Each Wednesday night, in my Old Testament class, I pose the question, “why should we read the Old Testament today?” Weighing in at over half of the Bible, there must be a purpose behind it? Now, there are many reasons why we today may open up to read it, but the one I want to focus on today is this: we see Jesus through types and shadows.

First let’s plant our feet in the book of Hebrews before, going back to, say, Leviticus or 2 Chronicles. The primary purpose behind the book of Hebrews is to show how Jesus is our ultimate, high priest who is greater than the Old Testament heroes. In chapters 3-7, the author lays out his reasoning, and points us to events in the Old Testament that were “precursors” to Jesus’s ministry. In these chapters we see a clear comparison from people and acts in the Old Testament, to Jesus and His ministry in the New Testament. These are what we call “types and shadows” of Jesus.

Each major biblical person in the Old Testament (Adam, Moses, Noah, David, etc…) mirrors Jesus in some capacity. When we examine their lives and actions, the significance of Jesus’s life, death, and resurrection become more clear. We see Noah as a type and shadow of Christ as he saved the godly people from God’s wrath and destruction. We see Jesus in David, as He rules and reigns over his people and leads them to godliness. We see Him in Moses, as he leads God’s people into safety and as God speaks through him. Much more could be said of Elijah, Solomon, Hosea, or even Daniel, but we begin to get the idea. In each person’s life, we see Jesus being the “greater Moses,” or “greater David.”

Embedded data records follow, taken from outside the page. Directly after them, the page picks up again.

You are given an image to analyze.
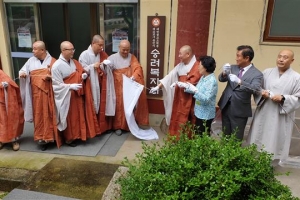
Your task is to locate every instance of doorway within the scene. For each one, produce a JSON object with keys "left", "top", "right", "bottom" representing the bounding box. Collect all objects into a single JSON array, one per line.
[{"left": 40, "top": 3, "right": 99, "bottom": 59}]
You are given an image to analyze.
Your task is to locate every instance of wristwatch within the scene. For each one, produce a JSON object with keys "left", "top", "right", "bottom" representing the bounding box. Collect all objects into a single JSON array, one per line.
[{"left": 281, "top": 95, "right": 285, "bottom": 103}]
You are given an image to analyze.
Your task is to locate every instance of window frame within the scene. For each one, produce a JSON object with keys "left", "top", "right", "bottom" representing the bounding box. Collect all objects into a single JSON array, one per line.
[{"left": 263, "top": 0, "right": 300, "bottom": 42}]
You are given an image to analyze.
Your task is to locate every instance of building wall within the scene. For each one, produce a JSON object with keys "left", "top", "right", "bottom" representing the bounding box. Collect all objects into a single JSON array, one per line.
[
  {"left": 208, "top": 0, "right": 300, "bottom": 99},
  {"left": 175, "top": 0, "right": 211, "bottom": 63},
  {"left": 0, "top": 0, "right": 12, "bottom": 76}
]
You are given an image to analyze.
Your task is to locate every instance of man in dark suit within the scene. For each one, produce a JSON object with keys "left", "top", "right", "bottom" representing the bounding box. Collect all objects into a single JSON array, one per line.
[{"left": 218, "top": 45, "right": 263, "bottom": 140}]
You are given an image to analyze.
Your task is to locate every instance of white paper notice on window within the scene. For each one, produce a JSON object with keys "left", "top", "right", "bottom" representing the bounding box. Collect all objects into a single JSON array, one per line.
[
  {"left": 17, "top": 27, "right": 32, "bottom": 48},
  {"left": 112, "top": 29, "right": 128, "bottom": 52}
]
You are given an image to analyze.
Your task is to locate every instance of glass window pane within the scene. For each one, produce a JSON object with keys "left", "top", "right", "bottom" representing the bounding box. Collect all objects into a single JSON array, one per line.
[
  {"left": 270, "top": 0, "right": 300, "bottom": 36},
  {"left": 6, "top": 4, "right": 37, "bottom": 52},
  {"left": 104, "top": 4, "right": 139, "bottom": 58}
]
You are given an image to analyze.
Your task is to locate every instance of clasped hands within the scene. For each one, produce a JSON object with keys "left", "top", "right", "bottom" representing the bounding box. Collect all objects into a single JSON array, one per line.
[
  {"left": 1, "top": 81, "right": 8, "bottom": 88},
  {"left": 223, "top": 63, "right": 241, "bottom": 84},
  {"left": 261, "top": 90, "right": 282, "bottom": 103},
  {"left": 177, "top": 81, "right": 198, "bottom": 93}
]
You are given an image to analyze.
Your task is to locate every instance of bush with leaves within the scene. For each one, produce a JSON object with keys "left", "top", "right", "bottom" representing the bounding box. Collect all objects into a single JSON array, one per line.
[{"left": 118, "top": 123, "right": 298, "bottom": 200}]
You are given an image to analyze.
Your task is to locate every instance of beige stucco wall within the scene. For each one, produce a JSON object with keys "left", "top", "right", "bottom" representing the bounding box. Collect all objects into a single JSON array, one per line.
[
  {"left": 0, "top": 0, "right": 12, "bottom": 76},
  {"left": 140, "top": 0, "right": 178, "bottom": 98},
  {"left": 208, "top": 0, "right": 300, "bottom": 99}
]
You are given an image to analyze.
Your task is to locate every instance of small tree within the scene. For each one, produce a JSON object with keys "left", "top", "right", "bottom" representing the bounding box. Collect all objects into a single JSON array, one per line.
[{"left": 118, "top": 123, "right": 298, "bottom": 200}]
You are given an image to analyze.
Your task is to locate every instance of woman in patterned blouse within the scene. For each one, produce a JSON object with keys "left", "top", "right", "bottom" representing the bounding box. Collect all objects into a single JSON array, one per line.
[{"left": 185, "top": 56, "right": 218, "bottom": 135}]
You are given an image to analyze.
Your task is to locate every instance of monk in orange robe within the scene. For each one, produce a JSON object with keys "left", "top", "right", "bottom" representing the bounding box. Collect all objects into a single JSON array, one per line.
[
  {"left": 0, "top": 70, "right": 24, "bottom": 151},
  {"left": 79, "top": 35, "right": 114, "bottom": 134},
  {"left": 108, "top": 40, "right": 149, "bottom": 135},
  {"left": 51, "top": 41, "right": 90, "bottom": 147},
  {"left": 19, "top": 41, "right": 61, "bottom": 151},
  {"left": 150, "top": 45, "right": 201, "bottom": 139}
]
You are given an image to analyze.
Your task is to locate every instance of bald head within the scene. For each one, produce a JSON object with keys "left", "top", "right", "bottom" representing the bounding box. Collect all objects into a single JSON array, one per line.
[
  {"left": 92, "top": 35, "right": 104, "bottom": 43},
  {"left": 180, "top": 45, "right": 193, "bottom": 54},
  {"left": 32, "top": 41, "right": 47, "bottom": 60},
  {"left": 179, "top": 45, "right": 194, "bottom": 65},
  {"left": 60, "top": 41, "right": 75, "bottom": 61},
  {"left": 33, "top": 41, "right": 46, "bottom": 49},
  {"left": 60, "top": 41, "right": 73, "bottom": 51},
  {"left": 91, "top": 35, "right": 104, "bottom": 56},
  {"left": 276, "top": 49, "right": 294, "bottom": 73},
  {"left": 119, "top": 40, "right": 130, "bottom": 58}
]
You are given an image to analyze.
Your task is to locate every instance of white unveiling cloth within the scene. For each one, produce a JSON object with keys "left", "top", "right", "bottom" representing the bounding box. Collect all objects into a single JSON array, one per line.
[{"left": 123, "top": 75, "right": 158, "bottom": 140}]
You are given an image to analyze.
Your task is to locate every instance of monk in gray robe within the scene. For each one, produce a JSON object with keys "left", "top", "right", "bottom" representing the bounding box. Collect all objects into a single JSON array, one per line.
[
  {"left": 248, "top": 50, "right": 300, "bottom": 165},
  {"left": 79, "top": 35, "right": 116, "bottom": 134}
]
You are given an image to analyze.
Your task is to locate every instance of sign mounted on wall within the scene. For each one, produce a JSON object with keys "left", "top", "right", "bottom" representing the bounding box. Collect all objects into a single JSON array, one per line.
[{"left": 147, "top": 16, "right": 166, "bottom": 97}]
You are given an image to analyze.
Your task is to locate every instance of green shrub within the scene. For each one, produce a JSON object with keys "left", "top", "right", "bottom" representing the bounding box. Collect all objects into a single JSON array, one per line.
[{"left": 118, "top": 124, "right": 298, "bottom": 200}]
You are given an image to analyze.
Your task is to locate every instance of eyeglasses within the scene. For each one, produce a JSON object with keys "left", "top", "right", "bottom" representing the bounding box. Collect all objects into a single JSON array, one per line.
[{"left": 64, "top": 49, "right": 75, "bottom": 52}]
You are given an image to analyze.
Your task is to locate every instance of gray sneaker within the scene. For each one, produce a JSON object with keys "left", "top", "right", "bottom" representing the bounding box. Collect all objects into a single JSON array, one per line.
[{"left": 115, "top": 129, "right": 122, "bottom": 136}]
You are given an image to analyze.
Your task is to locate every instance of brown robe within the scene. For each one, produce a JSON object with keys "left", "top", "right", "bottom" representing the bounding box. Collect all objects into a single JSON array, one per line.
[
  {"left": 112, "top": 55, "right": 149, "bottom": 131},
  {"left": 0, "top": 70, "right": 24, "bottom": 143},
  {"left": 169, "top": 61, "right": 201, "bottom": 138},
  {"left": 62, "top": 59, "right": 86, "bottom": 142},
  {"left": 30, "top": 58, "right": 62, "bottom": 147}
]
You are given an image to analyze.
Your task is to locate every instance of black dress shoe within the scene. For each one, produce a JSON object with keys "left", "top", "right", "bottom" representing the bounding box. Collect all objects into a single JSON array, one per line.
[
  {"left": 40, "top": 144, "right": 47, "bottom": 151},
  {"left": 67, "top": 141, "right": 77, "bottom": 147}
]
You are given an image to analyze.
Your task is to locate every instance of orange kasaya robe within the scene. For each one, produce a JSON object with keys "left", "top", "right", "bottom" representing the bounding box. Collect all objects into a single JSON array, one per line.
[
  {"left": 0, "top": 70, "right": 24, "bottom": 143},
  {"left": 112, "top": 55, "right": 149, "bottom": 131},
  {"left": 97, "top": 51, "right": 113, "bottom": 133},
  {"left": 30, "top": 58, "right": 62, "bottom": 147},
  {"left": 83, "top": 69, "right": 101, "bottom": 138},
  {"left": 169, "top": 61, "right": 201, "bottom": 139},
  {"left": 62, "top": 59, "right": 86, "bottom": 142}
]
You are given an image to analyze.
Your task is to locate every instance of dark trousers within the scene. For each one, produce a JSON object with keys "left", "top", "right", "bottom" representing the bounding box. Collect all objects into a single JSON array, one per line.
[
  {"left": 222, "top": 104, "right": 248, "bottom": 140},
  {"left": 196, "top": 117, "right": 213, "bottom": 135}
]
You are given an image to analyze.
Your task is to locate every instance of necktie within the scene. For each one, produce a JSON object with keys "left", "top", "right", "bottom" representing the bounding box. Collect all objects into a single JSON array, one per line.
[{"left": 238, "top": 68, "right": 244, "bottom": 78}]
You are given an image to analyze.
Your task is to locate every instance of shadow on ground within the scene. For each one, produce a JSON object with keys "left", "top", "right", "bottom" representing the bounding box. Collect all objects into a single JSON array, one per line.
[{"left": 18, "top": 158, "right": 119, "bottom": 199}]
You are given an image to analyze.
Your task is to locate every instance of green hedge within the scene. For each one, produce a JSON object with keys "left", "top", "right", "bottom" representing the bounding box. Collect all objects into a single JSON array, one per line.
[{"left": 118, "top": 124, "right": 298, "bottom": 200}]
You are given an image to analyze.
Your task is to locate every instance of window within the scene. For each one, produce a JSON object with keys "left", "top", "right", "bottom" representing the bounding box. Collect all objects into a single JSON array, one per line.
[{"left": 264, "top": 0, "right": 300, "bottom": 42}]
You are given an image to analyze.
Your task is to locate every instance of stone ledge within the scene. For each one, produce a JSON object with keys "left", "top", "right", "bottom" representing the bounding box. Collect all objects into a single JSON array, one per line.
[{"left": 102, "top": 166, "right": 128, "bottom": 200}]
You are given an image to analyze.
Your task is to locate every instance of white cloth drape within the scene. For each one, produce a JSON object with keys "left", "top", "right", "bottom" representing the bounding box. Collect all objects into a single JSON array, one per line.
[{"left": 123, "top": 75, "right": 158, "bottom": 140}]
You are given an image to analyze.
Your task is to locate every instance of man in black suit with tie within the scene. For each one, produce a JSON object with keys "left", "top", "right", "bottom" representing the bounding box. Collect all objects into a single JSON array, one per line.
[{"left": 218, "top": 45, "right": 263, "bottom": 140}]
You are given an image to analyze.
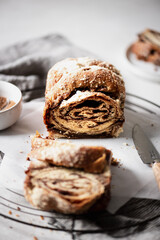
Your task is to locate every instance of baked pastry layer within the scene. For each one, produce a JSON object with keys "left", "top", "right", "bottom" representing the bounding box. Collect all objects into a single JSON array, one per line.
[
  {"left": 131, "top": 29, "right": 160, "bottom": 66},
  {"left": 24, "top": 162, "right": 111, "bottom": 214},
  {"left": 28, "top": 135, "right": 112, "bottom": 173},
  {"left": 43, "top": 58, "right": 125, "bottom": 138}
]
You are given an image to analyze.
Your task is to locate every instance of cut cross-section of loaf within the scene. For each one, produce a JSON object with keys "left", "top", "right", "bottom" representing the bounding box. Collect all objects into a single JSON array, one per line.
[
  {"left": 28, "top": 135, "right": 112, "bottom": 173},
  {"left": 43, "top": 57, "right": 125, "bottom": 138},
  {"left": 24, "top": 162, "right": 111, "bottom": 214}
]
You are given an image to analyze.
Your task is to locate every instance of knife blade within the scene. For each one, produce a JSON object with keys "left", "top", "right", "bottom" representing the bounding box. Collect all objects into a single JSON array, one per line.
[{"left": 132, "top": 124, "right": 160, "bottom": 189}]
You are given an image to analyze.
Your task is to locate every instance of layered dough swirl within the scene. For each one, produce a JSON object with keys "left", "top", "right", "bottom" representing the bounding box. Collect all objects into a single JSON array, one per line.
[
  {"left": 24, "top": 162, "right": 110, "bottom": 214},
  {"left": 28, "top": 132, "right": 112, "bottom": 173},
  {"left": 43, "top": 58, "right": 125, "bottom": 138}
]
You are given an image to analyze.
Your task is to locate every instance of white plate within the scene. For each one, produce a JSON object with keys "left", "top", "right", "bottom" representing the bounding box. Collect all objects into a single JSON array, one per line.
[{"left": 124, "top": 45, "right": 160, "bottom": 82}]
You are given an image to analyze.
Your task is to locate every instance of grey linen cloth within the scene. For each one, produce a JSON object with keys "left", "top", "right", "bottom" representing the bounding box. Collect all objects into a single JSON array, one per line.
[
  {"left": 0, "top": 34, "right": 94, "bottom": 101},
  {"left": 0, "top": 34, "right": 160, "bottom": 240}
]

An important shadow that is worth noting is found in Leviticus 16. Here we see the regulations and the purpose behind the Day of Atonement sacrifice. See if this sounds familiar to you: the blood of a pure, unblemished animal covers the sins of all the people who believe in God. The priests take off their filthy garments, and replace them with clean ones. All the sins are atoned for and forgiven through the sacrifice. How can we read Leviticus 16 and not think of Jesus’s death and sacrifice on the cross? Read Hebrews 13:11-12 so get the comparison.

Lastly, other than Jesus, we begin to see types and shadows of ourselves in the Old Testament. We see our sinful inclinations in the wantonness of Israel, the adultery of Gomer, the arrogance of King Ahab, and the pride and desires of Adam and Eve. In short, we see our desperate need for a savior. The entire Bible, from start to finish, is about Jesus. We miss so much of Him if we neglect the Old Testament. These types and shadows that we see display His beauty and glory all the more, and we ought to read the entirety of the Bible with Him in mind.